White blood cell count >12,000 or <4,000 or >10% band forms
Body temperature >38oC (any route) or <36oC (accepting core temperatures only; indwelling catheter, esophageal, rectal)
Heart rate (> 90 beats/min) or receiving medications that slow heart rate or paced rhythm.

Suspected or documented infection included the following sites: thorax, urinary tract, abdomen, skin, sinuses, central venous catheters, and bacterial meningitis.

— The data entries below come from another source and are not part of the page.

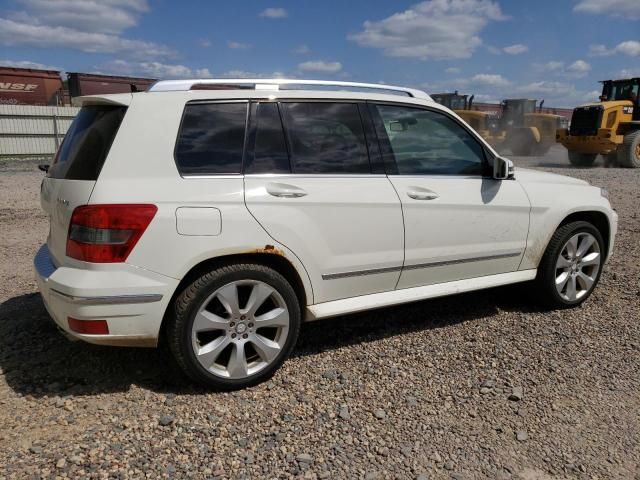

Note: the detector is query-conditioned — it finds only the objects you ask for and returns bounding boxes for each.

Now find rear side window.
[245,102,291,173]
[280,102,371,174]
[48,105,127,180]
[175,102,247,175]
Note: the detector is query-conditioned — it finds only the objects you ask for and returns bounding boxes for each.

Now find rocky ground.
[0,149,640,480]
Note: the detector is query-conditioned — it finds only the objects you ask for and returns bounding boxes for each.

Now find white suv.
[34,79,617,389]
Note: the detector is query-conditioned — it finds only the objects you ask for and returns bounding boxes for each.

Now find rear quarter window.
[48,105,127,180]
[175,102,248,176]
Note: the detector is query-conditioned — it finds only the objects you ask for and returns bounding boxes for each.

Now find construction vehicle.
[431,90,505,148]
[499,98,562,156]
[556,77,640,168]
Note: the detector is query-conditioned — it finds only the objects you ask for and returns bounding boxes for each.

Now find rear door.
[40,105,127,266]
[245,101,403,302]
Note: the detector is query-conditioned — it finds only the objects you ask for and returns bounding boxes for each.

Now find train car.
[67,72,156,97]
[0,67,64,106]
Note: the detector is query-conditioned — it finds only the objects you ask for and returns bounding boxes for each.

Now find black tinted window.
[48,106,127,180]
[281,102,371,173]
[377,105,485,175]
[245,102,291,173]
[176,102,247,175]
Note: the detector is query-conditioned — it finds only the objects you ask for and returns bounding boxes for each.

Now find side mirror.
[493,156,515,180]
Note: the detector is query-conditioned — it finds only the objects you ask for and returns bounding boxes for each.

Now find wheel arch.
[554,210,611,261]
[159,251,313,342]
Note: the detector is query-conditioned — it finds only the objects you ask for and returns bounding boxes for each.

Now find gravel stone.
[158,415,175,427]
[338,405,351,420]
[509,387,524,402]
[296,453,313,463]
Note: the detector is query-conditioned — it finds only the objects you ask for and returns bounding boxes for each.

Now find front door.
[371,105,530,288]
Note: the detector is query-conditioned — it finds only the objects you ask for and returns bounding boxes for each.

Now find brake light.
[67,204,158,263]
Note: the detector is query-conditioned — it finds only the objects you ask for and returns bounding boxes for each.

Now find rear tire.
[569,154,597,167]
[535,221,606,308]
[166,264,301,390]
[618,130,640,168]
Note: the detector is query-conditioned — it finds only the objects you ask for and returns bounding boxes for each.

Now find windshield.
[450,97,467,110]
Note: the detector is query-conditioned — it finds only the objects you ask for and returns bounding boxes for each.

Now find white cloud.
[534,60,591,78]
[348,0,507,60]
[100,60,213,79]
[573,0,640,19]
[613,68,640,78]
[589,41,640,57]
[227,40,251,50]
[293,44,311,55]
[18,0,149,34]
[0,60,61,71]
[539,60,564,72]
[0,0,175,58]
[260,7,289,18]
[455,73,511,87]
[567,60,591,77]
[298,60,342,73]
[0,18,175,57]
[502,43,529,55]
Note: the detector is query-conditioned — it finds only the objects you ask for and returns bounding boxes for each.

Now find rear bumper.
[33,245,178,347]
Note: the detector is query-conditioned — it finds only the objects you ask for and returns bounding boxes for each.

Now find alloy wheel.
[191,280,289,379]
[555,232,602,302]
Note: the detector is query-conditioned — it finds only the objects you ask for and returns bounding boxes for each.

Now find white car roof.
[74,78,435,105]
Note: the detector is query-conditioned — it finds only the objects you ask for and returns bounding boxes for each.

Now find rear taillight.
[67,204,158,263]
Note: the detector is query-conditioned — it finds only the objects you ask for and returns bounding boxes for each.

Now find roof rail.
[148,78,431,100]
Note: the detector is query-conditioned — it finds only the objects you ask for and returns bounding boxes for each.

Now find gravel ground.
[0,148,640,480]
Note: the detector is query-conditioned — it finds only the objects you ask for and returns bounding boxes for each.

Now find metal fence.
[0,105,80,158]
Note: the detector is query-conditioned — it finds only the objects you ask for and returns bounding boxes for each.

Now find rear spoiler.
[72,93,133,107]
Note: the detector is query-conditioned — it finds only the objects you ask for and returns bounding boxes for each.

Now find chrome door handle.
[267,183,307,198]
[407,190,439,200]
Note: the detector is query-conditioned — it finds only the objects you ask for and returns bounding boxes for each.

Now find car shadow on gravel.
[0,287,548,397]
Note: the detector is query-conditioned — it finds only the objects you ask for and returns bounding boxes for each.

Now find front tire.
[569,154,597,167]
[535,221,606,308]
[167,264,301,390]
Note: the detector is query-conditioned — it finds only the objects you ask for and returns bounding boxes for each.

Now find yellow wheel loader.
[499,98,562,156]
[431,91,505,148]
[556,78,640,168]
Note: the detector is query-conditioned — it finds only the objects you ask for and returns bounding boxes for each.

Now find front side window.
[376,105,485,175]
[175,102,247,175]
[281,102,371,174]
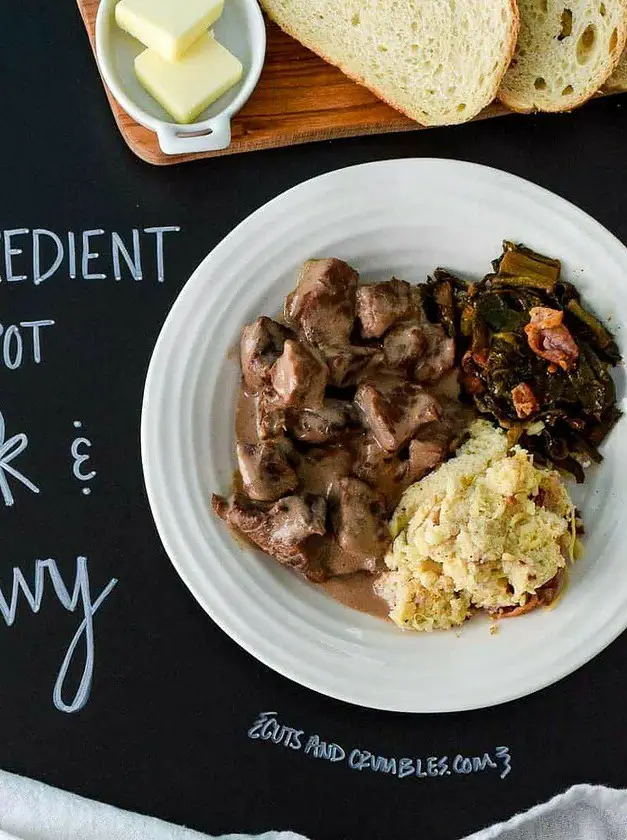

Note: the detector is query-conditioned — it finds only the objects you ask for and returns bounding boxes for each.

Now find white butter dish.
[96,0,266,155]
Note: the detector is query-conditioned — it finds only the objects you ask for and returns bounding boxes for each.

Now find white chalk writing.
[0,557,117,713]
[247,712,512,779]
[0,411,39,507]
[0,225,181,286]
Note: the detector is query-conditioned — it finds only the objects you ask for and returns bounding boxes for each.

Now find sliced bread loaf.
[603,50,627,88]
[499,0,627,113]
[261,0,520,125]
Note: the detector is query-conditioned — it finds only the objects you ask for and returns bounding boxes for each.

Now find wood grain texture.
[77,0,560,166]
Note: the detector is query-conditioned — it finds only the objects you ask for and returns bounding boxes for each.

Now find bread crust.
[259,0,520,127]
[497,0,627,114]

Septic shock was defined as sustained arterial hypotension with systolic blood pressure (SBP) < 90 mm Hg, mean arterial pressure (MAP) < 70 mm Hg, or an SBP decrease > 40 mm Hg, despite adequate fluid resuscitation. To ease clinical screening process, we defined septic shock as the requirement of vasopressors despite adequate fluid resuscitation. Vasopressors include norepinephrine, epinephrine, phenylephrine and dopamine>5mcg/kg/min.

Patients with following conditions will be excluded:

Age<15 years old
Moribund (expected to die within 24 hours)
Stay in ICU for more than 24 hours
Contraindications to anisodamine: elevated intracranial pressure, acute phase of intracranial hemorrhage, glaucoma, untreated bowel obstruction (surgically treated obstruction is not contraindicated), enlargement of prostate without urinary catheterization.